According to Elmawi, coal and other fossil fuels have lost the war to renewable energy on
both environmental and economic grounds. It’s the reason developed countries, including
China, are now shutting their coal plants in favour of clean energy.

“That is why Africa should tap into its vast renewable energy resources that can power the
continent without harming its people or the environment,” he added.
Energy experts claim, Africa has long been pillaged and exploited for its resources with little
benefit to its people.

“Now, as the world embraces the energy transition away from fossil fuels to low-carbon
solutions, there is potential to disrupt existing power dynamics.

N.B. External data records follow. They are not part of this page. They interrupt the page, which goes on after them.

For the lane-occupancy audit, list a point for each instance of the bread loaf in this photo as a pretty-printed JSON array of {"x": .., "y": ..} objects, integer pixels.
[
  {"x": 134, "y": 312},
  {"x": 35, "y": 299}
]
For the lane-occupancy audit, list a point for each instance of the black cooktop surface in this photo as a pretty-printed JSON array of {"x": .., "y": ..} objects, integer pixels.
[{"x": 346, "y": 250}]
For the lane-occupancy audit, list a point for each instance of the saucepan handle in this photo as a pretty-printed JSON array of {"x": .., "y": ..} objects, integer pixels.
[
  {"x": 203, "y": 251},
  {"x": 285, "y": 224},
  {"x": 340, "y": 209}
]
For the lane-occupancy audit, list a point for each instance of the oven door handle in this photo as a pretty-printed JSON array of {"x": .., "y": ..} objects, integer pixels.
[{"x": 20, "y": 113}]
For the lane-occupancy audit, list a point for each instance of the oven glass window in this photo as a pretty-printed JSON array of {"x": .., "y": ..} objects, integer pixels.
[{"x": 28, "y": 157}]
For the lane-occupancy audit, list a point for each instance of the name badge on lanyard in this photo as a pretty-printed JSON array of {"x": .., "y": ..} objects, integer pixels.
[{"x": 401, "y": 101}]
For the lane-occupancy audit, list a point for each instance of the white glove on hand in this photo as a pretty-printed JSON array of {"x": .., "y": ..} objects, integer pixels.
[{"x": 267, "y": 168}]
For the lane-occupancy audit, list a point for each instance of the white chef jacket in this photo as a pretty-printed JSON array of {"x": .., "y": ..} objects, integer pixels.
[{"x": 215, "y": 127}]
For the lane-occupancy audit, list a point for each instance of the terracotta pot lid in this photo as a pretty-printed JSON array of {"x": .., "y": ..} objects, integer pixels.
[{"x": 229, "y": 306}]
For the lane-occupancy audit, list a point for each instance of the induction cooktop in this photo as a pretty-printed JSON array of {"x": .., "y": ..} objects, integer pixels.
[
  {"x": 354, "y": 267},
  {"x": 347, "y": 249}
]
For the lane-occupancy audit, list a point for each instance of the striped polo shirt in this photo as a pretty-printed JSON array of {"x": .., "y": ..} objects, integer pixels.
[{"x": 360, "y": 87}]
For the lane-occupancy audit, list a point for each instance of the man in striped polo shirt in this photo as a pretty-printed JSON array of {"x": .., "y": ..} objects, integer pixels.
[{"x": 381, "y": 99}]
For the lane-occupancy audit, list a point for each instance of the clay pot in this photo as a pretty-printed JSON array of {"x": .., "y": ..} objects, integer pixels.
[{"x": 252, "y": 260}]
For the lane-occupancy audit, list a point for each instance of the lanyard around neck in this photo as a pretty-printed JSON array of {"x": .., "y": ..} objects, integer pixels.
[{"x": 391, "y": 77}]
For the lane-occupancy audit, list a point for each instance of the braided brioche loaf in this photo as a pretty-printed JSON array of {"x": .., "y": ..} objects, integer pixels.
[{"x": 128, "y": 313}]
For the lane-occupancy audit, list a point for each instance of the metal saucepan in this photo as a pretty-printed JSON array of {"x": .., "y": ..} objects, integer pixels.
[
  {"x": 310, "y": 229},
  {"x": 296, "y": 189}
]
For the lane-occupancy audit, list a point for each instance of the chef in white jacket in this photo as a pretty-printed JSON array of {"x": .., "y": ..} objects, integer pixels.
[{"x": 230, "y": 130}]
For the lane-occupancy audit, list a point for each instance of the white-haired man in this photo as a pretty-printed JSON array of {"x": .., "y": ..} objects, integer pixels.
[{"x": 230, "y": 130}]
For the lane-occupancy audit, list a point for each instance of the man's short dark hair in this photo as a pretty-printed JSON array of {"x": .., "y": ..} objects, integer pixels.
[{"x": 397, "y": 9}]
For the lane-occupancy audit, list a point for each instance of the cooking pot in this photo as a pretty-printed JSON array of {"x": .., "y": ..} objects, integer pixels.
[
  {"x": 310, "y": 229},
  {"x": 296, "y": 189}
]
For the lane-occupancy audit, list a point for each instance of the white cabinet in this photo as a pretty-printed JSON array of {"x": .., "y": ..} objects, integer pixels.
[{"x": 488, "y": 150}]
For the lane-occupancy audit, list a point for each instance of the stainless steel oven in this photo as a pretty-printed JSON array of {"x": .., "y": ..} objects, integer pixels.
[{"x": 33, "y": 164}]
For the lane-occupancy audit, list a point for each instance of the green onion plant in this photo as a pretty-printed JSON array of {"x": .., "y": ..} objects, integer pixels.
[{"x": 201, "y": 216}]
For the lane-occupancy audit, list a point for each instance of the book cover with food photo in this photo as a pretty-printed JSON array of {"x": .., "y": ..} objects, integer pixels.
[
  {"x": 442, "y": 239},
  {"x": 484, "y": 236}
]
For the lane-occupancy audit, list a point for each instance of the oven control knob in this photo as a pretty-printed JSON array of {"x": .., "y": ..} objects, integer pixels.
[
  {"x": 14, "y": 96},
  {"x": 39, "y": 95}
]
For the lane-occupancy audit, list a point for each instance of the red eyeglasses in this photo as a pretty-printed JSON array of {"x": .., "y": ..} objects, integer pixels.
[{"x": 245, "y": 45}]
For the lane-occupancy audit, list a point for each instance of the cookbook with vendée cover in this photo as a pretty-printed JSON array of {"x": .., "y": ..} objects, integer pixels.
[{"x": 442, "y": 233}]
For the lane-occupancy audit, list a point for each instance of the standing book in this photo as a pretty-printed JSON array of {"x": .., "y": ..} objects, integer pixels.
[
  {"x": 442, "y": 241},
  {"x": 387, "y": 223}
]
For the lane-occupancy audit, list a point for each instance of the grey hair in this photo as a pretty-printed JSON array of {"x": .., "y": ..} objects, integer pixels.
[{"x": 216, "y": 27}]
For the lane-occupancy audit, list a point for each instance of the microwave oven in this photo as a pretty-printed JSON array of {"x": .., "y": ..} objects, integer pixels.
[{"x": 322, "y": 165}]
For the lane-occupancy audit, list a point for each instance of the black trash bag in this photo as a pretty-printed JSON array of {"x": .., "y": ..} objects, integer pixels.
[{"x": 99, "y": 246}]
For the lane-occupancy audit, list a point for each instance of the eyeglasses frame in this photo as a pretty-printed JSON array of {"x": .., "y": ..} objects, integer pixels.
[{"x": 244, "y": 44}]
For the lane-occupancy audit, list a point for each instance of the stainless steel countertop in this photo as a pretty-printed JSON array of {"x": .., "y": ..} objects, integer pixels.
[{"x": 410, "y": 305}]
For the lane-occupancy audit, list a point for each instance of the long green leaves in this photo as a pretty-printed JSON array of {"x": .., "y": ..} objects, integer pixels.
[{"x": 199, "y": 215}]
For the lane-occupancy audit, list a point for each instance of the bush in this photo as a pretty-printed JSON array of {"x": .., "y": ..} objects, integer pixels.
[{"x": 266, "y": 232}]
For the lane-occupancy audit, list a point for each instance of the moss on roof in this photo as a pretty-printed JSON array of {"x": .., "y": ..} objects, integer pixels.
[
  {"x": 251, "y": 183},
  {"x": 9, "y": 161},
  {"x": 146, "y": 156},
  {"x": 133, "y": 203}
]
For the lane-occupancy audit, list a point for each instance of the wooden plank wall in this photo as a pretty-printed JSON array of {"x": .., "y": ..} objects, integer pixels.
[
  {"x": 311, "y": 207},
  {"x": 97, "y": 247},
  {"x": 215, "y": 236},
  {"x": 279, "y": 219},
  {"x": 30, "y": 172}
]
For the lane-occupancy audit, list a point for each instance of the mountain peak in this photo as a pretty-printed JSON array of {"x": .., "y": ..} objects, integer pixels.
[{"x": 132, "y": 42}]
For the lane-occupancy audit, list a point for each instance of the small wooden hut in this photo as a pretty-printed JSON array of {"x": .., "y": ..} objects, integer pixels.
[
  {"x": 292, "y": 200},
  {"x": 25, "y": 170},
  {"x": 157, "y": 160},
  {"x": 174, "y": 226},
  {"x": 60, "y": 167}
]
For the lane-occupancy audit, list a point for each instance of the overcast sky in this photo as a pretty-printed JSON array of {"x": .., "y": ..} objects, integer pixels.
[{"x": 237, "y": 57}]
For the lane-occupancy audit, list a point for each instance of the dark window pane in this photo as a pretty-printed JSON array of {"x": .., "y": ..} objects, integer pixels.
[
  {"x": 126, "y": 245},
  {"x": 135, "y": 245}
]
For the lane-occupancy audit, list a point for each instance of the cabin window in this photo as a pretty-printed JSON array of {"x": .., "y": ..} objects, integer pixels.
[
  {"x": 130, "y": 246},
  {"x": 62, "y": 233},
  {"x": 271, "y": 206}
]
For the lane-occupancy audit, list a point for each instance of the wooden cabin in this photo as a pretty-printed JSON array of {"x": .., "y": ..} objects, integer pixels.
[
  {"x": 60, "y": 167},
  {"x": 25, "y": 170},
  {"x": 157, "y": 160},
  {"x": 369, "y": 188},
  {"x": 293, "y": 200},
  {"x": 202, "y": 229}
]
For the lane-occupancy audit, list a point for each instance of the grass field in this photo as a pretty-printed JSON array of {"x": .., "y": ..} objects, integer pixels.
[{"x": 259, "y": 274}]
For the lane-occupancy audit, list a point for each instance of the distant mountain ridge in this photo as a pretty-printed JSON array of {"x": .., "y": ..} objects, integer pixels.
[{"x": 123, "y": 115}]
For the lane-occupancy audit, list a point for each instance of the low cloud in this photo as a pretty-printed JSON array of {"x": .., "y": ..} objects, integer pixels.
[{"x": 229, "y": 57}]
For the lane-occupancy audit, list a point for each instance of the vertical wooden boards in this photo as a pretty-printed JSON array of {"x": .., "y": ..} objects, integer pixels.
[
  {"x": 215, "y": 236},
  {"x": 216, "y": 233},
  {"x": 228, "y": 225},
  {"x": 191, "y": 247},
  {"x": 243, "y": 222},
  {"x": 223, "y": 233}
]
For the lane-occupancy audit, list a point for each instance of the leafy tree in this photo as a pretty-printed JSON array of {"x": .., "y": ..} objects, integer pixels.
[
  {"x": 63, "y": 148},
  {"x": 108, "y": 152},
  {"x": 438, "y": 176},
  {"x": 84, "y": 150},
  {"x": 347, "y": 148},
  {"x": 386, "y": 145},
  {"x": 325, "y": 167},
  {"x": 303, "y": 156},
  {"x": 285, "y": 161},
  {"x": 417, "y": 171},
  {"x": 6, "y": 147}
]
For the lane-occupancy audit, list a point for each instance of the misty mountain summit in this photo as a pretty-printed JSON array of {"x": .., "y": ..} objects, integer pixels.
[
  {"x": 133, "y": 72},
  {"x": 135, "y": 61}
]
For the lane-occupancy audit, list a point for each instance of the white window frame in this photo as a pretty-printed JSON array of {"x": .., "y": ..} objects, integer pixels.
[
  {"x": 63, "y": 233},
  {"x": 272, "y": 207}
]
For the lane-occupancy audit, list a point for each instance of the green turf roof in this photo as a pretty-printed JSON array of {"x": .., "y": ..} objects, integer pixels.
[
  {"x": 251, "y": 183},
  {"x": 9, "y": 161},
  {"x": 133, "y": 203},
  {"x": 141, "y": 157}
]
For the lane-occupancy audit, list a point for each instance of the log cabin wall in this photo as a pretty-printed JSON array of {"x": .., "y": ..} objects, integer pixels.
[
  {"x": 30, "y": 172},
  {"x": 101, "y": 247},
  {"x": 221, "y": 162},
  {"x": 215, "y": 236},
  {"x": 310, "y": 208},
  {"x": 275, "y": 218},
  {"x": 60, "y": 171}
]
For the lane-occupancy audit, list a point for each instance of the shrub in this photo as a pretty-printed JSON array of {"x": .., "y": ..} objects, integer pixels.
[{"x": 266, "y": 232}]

It’s high time the continent’s
renewable energy potential benefitted ordinary people,” said Nthabiseng Matsoha, Earthlife
Africa’s researcher and energy policy officer.

This is especially important as we move towards a ‘just transition’ to a decarbonised world.
Community ownership models should be explored, to not only benefit power.

Ms Diana Nabiruma from Uganda’s Africa Institute for Energy Governance (AFIEGO) said
some countries kill, intimidate and enact repressive laws and restrictions that make it hard
for environmental activists to do their work.

This is dangerous as shutting down environmental activists puts environmental
conservation, climate change mitigation and community livelihoods at risk,” she said.

According to Francesca de Gasparis, executive director of the Southern Africa Faith
Communities Environmental Institute (SAFCEI) as a continent, the opportunities for Africa to
create community-centered, accessible, affordable and clean energy, are immense.

“Yet we find our leaders signing up to expensive and environmentally devastating fossil fuel
and nuclear energy projects that will bring few benefits to their people and will maintain vast
inequality.

“We are appealing to the African Union to take a visionary stance and use its collective
weight and influence for the benefit of all and to address the climate crisis in a decisive
rejection of fossil fuel extraction,” she said.

Alvin Munyasia from Oxfam International said: “All coal must end immediately and all other
fossil fuels phased out by 2050 – with rich countries ditching them fastest to limit global
heating of 1.5 degrees.

“Any natural gas or other fossil fuels must require strong environmental and social diligence
measures and only if there are clear benefits for poor people, such as funding for essential
services or clean energy access provision.’’

Munyasia added: ‘’Any such fossil fuels should be in the short-term, if there are no viable
clean alternatives, and must be part of eventual phase-outs of low carbon energy. No new
coal power plants should be built everywhere, and the last existing plant needs to be closed
in wealthy countries at the very latest by 2030 and in all countries by 2040.”